As Ash Wednesday begins this week, the 40-day period of Lent is seen as “training for and engaging in spiritual warfare,” according to The Federalist. “The culture war is a spiritual war,” making it more critical for Christians to be focused on Christ.
From The Federalist:
In a time of increasing government-backed hatred for Christians across the West, penitential seasons and practices can help build the spiritual strength to sustain Christians individually and collectively for tougher times ahead. And amid our culture’s deepening darkness, there’s no better response than to repent, fast, and pray. ... Some add “fasts” of not just food but also of enjoyments, not as punishment but to practice self-denial and obedience so we are better capable of denying ourselves and taking up our crosses when suffering arises in our lives, as it does to all. It’s common today for Christians to give up entertainment screen time, personal indulgences such as spending on non-necessary items or the morning latte, and special foods such as desserts and alcohol.

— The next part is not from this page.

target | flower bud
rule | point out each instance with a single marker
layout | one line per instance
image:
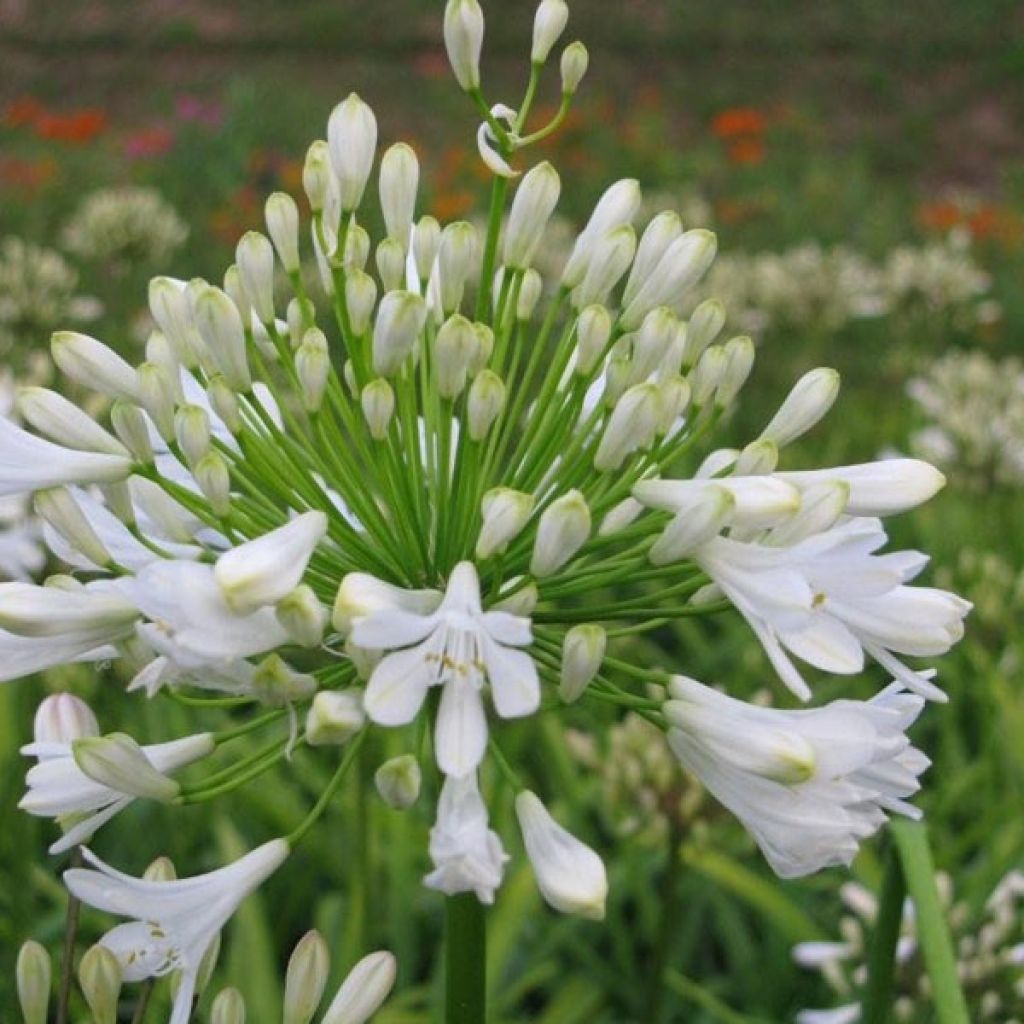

Also customary is increasing charitable giving and acts of service. Lent is not just about taking away things, as my pastor tells his people; it’s also about adding. Another pastor I know donates what he would have spent on missed meals to a charity that feeds poor children, another long-practiced Christian custom. Many also like to donate to food pantries or others in need such as the families of men studying to be pastors. Children can help with this.